It is not only the towns and villages of England that owe their appeal to their unplanned neighbourliness. Mount suggests that the same is true of the English countryside, which emerged from an evolving consensus in which neighbourly friction and common law litigation were far more important than top-down plans. He recognises that the passion for the picturesque led to some radical attempts to plan the countryside, often with scant regard for its existing occupants. But, as he points out, the intention was to create another version of the spontaneous order that was being destroyed. As he puts it: "English beauty was traditionally an under-designed, accidental beauty — like the beauty of the classic English field gate, which happens to have the same aspect ratio...as 35mm film, old-fashioned televisions and human vision." That observation is characteristic: at every juncture Mount is able to back up his observations with odd and interesting facts, so as to paint the portrait of a country that is as eccentric and individual as any character in Dickens.
On the whole, when it comes to the question of how we should build, Mount sides with the traditionalists against the modernists. Respect for the past, he argues, is an indelible feature of Englishness, and the new kind of architecture, designed to stand out rather than to fit in to the existing fabric, expresses a kind of nihilism — by which he means a repudiation of the need for settlement.
I applaud the way in which Mount looks for deep explanations of what seem at first sight to be superficial facts, and I endorse his vision of the English peculiarity. If I have a reservation about his argument it concerns his somewhat selective approach to our national culture, with important components hardly mentioned despite their connection to the land. Religion puts in only a few appearances, and English music is dismissed in a single sentence, in which we learn that we have no Mozart or Beethoven to our credit. Nor do the great poets and painters occupy much space, even though it is they who gave rise to the collective effort to preserve our country from the ravages of the Industrial Revolution. As Mount sees things, "this blessed plot, this earth" shaped the character of those who settled here. But they in turn shaped the blessed plot into "this realm, this England". They did it by imprinting the landscape with a distinctive personality.

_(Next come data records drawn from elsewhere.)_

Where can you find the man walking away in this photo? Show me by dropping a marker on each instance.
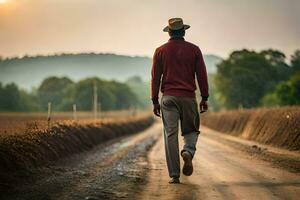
(175, 65)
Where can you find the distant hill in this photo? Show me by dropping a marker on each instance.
(28, 72)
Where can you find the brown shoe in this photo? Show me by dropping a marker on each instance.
(188, 164)
(174, 180)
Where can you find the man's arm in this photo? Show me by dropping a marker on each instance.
(202, 80)
(156, 73)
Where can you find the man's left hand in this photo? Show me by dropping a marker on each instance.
(156, 110)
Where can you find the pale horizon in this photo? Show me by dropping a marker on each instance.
(134, 27)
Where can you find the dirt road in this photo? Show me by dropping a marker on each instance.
(133, 167)
(222, 171)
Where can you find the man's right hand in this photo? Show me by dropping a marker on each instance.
(203, 106)
(156, 110)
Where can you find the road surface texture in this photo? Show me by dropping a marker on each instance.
(227, 168)
(134, 167)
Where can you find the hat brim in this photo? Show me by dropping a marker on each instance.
(185, 27)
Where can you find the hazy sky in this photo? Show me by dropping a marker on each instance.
(134, 27)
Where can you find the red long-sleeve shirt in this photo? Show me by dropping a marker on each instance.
(174, 67)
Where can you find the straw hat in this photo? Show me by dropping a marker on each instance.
(176, 24)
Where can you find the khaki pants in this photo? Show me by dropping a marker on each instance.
(185, 110)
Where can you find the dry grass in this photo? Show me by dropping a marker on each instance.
(38, 146)
(276, 126)
(24, 123)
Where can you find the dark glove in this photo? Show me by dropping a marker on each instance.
(156, 110)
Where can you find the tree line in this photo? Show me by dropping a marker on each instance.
(251, 79)
(62, 92)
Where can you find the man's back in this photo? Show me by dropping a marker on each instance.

I agree with that. But then it is necessary to say more about the personality of England, about its roots in the Christian religion, its embodiment in the common law, and its transformation by art and literature into the historically entitled occupant of an island home. From Shakespeare onwards the landscape of England has been represented in art, literature and music as enchanted. This is not a fiction, but a human achievement, and one that is now under threat from mass migration, from educational decline, and from a loss of the spiritual certainties that were relayed to the English by the Christian faith. It is good to remind his English readers, as Mount does, of their indebtedness to the soil and the wind. But they should also remember the hymn singing, prayer-book quoting subjects of the Crown who, in the wake of Wordsworth and Coleridge, began the great attempt to rescue their country from the modern world.